Chocolate couldn't stay secret forever, though, and once it was sweetened, it spent the 17th and 18th centuries exploding into popular use. It was definitely a luxury, but during the 1820s and '30s, a Dutch family named the Van Hootens developed a method of processing the beans that made cocoa powder a lot more affordable, allowing chocolate to filter down to the common man. By 1875, the Swiss had perfected milk chocolate.

While all this history is fascinating, this Bite is about one company and its instrumental role in spreading chocolate across the United States. Milton Hershey first ran across the chocolate-making process demonstrated at the Chicago World Columbian Exposition in 1893. He was utterly convinced that chocolate was the future of American sweets, and eagerly jumped into the business. By 1900, he had developed the Hershey Bar, and a short 3 years later, he sold off his existing caramel business to devote all his energy to chocolate.

We've seen time and again that the development and spread of certain food products can take years, if not decades or even centuries. This is emphatically not the case with Hershey Bars. After its development in 1900, its popularity immediately skyrocketed, and variations on it were rolling out in the blink of an eye. Hershey Kisses appear in 1907. Mr. Goodbar popped up in 1925. Hershey Syrup followed in 1926, and by 1938, Krackel was on the scene.

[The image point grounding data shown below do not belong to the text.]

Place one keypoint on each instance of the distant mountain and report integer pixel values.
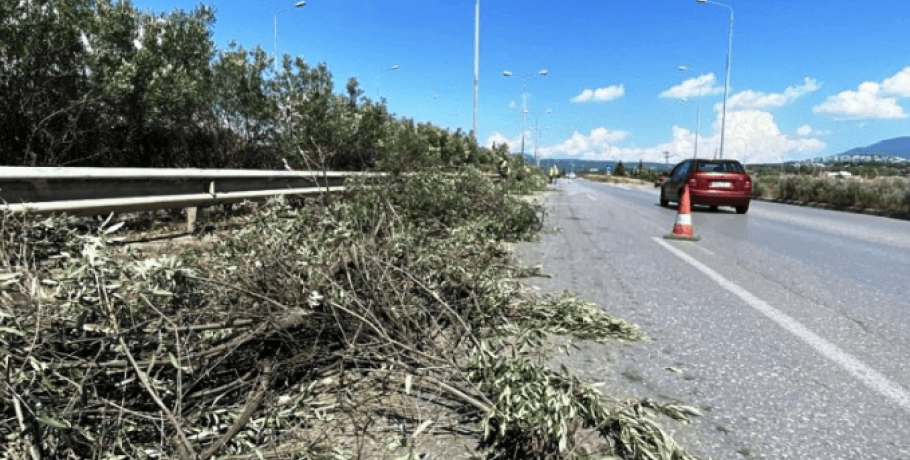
(899, 146)
(585, 165)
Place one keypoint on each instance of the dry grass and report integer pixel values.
(881, 193)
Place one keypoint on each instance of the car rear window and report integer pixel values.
(720, 166)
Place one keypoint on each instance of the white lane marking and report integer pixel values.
(703, 249)
(865, 374)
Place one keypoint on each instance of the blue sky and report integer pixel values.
(808, 79)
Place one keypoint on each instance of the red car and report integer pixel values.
(711, 183)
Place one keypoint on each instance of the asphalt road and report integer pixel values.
(788, 326)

Hershey Bars weren't only used as sweets, though. It was also adapted into a high-calorie ration that could be given to soldiers during World War II. These D Rations were resistant to melting and lightweight, so they could be taken anywhere. They weren't developed to be a delightful treat, and in fact, and most servicemen detested them. They were certainly effective, though, and not only in a nutritional sense. Soldiers would give them out to civilians, some of whom were under-nourished children who really benefited from the calorie boost. American GIs gained a reputation for being generous and kind, and the Hershey company would get a military award for excellence for their participation in the war effort.

Happily, I didn't feel the need to eat military rations for this project. I started with the obvious: Just straight-up eating some Hershey Bars, though I did sneak a little variation in by getting one with almonds, too. You'll also note a bag of Hershey Miniatures in the pic. Those things are not only perfect for trick-or-treaters, but they're usually the sole method by which I can get my hands on Mr. Goodbar and Krackel, both of which I adore. The second picture features some Hershey Bars I broke up as an integral component to the S'mores plate I took to a party, which was very well-received. Though I didn't consume any for this particular project, I can also report that Hershey Syrup is my go-to if I ever find myself in need of chocolate milk.

Hershey is not without its drawbacks. The glut of milk and sugar means it doesn't taste enough like "real" chocolate to a lot of discerning eaters these days. I try to be more expansive in my food habits, and don't feel like I have to choose sides. It's true, I'll often want the stronger cocoa flavor in the bars and truffles made by one of my local chocolatiers. But that shouldn't preclude me from enjoying a Hershey bar from time to time. As I mentioned at the beginning of the entry, I don't have much of a sweet tooth, but even I have a fondness for the classics. Hershey represents different things to different people, but it's more than earned its reputation as a benchmark of American sweets.